The redacted Mueller report, made public on April 18, concluded there was no criminal conspiracy between the Trump campaign and Russia but found that it could not exonerate the president of obstruction of justice.
18 months out from the 2020 election, and with some 20 candidates vying for the party’s nomination, Democrats must be careful in how they navigate the Russia investigation. While hardliners, including presidential hopefuls Elizabeth Warren and Kamala Harris, have called for Mr Trump to be impeached, centrists have instead prioritised policy issues, such as healthcare, income inequality and education. Such a formula resonated with voters when Democrats retook the House in November.

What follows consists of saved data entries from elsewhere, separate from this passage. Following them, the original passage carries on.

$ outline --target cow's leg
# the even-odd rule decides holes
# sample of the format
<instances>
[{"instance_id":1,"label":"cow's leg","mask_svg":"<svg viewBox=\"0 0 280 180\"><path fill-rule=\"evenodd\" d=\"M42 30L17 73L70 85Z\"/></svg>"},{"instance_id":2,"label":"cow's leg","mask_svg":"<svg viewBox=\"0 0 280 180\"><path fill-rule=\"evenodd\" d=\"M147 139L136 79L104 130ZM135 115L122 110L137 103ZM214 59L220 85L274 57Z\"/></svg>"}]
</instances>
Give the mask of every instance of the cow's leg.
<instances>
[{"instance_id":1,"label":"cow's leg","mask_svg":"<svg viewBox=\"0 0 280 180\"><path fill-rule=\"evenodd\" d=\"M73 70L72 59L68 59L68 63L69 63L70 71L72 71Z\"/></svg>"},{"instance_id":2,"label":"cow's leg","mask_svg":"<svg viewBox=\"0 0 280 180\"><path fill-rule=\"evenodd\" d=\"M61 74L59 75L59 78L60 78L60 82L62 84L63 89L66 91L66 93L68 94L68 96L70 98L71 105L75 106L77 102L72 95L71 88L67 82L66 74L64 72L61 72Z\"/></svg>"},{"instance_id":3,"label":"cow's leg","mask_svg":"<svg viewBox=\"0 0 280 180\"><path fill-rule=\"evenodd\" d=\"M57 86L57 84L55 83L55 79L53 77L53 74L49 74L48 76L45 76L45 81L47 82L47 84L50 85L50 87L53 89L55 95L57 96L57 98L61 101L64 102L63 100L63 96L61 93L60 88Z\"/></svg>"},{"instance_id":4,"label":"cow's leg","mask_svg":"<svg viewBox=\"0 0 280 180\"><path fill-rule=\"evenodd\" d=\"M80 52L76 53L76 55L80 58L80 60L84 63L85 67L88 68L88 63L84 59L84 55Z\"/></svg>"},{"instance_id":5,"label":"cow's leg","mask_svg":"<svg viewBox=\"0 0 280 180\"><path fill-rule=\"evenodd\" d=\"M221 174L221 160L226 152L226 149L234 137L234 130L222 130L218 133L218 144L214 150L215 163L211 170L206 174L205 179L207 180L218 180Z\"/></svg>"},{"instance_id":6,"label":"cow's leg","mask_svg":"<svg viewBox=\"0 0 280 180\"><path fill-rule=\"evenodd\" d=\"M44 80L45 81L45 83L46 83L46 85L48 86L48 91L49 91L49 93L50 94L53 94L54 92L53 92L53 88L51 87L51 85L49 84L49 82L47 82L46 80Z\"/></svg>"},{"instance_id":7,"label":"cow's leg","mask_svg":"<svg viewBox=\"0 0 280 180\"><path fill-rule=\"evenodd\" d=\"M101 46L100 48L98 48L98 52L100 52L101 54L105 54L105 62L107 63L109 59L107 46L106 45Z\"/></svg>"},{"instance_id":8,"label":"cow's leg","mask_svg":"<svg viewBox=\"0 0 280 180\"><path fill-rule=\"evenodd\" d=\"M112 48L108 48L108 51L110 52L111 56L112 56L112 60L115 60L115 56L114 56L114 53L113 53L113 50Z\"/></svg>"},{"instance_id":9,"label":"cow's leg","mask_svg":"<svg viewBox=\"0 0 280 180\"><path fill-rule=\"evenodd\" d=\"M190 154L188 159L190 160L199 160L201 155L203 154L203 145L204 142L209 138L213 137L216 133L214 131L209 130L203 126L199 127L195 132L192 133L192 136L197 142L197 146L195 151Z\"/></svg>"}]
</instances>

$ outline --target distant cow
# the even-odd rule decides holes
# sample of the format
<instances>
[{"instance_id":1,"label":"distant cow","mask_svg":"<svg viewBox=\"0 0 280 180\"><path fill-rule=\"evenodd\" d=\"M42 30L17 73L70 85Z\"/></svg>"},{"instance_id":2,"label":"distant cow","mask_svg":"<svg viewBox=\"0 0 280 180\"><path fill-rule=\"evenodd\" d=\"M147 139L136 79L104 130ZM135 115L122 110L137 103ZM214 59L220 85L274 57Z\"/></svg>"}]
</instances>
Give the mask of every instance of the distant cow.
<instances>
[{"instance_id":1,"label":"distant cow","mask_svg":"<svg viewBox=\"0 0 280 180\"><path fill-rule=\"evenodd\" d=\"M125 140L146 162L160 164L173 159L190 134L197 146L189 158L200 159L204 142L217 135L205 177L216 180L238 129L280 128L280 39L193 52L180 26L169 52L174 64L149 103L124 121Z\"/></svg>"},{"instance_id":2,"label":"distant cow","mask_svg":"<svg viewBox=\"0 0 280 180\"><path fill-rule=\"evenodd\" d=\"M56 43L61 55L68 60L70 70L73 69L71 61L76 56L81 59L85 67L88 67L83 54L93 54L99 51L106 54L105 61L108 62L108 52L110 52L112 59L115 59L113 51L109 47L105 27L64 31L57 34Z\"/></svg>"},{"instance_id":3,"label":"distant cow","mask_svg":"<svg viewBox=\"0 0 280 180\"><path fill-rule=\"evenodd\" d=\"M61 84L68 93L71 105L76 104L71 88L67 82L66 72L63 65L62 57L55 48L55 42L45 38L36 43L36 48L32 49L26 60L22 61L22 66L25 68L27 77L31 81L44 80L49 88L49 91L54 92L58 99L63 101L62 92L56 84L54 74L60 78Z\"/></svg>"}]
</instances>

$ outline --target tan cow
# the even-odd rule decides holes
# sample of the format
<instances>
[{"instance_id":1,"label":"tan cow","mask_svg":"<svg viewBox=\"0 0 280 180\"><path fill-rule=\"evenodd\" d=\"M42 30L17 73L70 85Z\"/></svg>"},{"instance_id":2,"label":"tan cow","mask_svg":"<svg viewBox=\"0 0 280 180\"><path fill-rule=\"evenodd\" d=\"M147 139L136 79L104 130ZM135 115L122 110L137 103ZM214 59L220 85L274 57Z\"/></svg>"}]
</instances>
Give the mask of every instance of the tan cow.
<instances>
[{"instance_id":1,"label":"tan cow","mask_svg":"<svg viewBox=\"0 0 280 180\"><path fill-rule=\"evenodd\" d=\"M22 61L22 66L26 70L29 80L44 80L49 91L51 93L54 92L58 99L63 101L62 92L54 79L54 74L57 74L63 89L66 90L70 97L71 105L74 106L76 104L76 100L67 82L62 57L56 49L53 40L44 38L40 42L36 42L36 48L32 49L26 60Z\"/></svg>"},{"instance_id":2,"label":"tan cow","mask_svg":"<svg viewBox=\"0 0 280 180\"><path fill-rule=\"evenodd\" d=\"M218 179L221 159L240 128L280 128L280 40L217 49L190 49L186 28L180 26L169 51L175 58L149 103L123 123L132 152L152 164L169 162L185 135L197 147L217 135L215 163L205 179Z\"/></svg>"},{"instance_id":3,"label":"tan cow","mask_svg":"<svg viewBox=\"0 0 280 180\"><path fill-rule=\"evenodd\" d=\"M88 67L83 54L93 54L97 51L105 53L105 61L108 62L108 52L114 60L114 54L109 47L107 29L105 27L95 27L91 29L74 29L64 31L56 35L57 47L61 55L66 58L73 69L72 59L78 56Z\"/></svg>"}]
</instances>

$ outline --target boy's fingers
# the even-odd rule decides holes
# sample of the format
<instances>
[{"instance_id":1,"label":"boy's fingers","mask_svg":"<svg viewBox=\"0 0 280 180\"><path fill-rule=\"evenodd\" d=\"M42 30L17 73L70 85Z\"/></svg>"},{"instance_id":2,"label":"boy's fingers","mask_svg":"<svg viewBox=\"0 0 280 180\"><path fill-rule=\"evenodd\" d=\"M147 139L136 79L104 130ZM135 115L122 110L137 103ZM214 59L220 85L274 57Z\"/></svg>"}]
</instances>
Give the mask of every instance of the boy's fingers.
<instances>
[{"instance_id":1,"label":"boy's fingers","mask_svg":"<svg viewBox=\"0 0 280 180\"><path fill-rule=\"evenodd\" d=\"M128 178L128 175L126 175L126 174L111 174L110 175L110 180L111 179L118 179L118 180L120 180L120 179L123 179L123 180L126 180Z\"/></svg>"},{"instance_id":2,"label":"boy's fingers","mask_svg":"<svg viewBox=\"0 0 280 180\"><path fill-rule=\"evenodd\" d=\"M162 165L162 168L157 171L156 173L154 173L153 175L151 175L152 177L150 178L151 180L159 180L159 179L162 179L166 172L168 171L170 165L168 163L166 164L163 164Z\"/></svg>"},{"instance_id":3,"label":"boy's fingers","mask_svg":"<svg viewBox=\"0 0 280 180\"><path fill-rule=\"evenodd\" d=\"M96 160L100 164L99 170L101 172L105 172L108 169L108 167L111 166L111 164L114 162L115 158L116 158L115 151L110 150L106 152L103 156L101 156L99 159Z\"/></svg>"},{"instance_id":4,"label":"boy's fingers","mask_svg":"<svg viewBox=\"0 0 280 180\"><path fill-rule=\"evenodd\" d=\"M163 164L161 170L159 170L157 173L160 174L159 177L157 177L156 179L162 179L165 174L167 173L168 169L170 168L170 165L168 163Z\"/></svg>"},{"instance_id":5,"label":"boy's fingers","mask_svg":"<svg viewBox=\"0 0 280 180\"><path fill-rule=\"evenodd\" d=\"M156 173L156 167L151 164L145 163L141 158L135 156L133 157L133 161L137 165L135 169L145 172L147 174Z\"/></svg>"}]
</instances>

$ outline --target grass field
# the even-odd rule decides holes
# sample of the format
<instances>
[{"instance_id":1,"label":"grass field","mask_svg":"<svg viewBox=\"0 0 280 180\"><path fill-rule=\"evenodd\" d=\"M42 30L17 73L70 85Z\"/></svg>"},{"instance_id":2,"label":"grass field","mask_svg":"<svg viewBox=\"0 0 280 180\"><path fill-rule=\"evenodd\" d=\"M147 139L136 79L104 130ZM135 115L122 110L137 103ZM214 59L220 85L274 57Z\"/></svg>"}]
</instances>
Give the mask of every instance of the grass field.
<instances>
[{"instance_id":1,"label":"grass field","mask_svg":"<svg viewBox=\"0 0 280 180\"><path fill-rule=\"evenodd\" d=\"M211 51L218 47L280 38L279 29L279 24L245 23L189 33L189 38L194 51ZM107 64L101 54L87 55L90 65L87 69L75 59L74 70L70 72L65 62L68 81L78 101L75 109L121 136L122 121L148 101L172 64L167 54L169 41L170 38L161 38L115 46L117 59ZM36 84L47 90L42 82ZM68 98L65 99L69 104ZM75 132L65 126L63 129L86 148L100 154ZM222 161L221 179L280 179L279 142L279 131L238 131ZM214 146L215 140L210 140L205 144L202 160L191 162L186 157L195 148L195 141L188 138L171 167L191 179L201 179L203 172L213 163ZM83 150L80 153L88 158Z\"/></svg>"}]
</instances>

Today’s appearance will give lawmakers an opportunity to grill Barr on Mueller’s findings as well as his handling of the final report. Ultimately, the opposition must decide whether the investigation is something that matters to voters. Indeed, the investigation has done little to affect Trump’s base––he still enjoys a 90% approval rating among registered Republicans. Attorney General Barr is set to testify in front of the Democrat-led House Judiciary Committee tomorrow, which will likely be harder on Mr Barr than today’s Republican-led Senate Committee.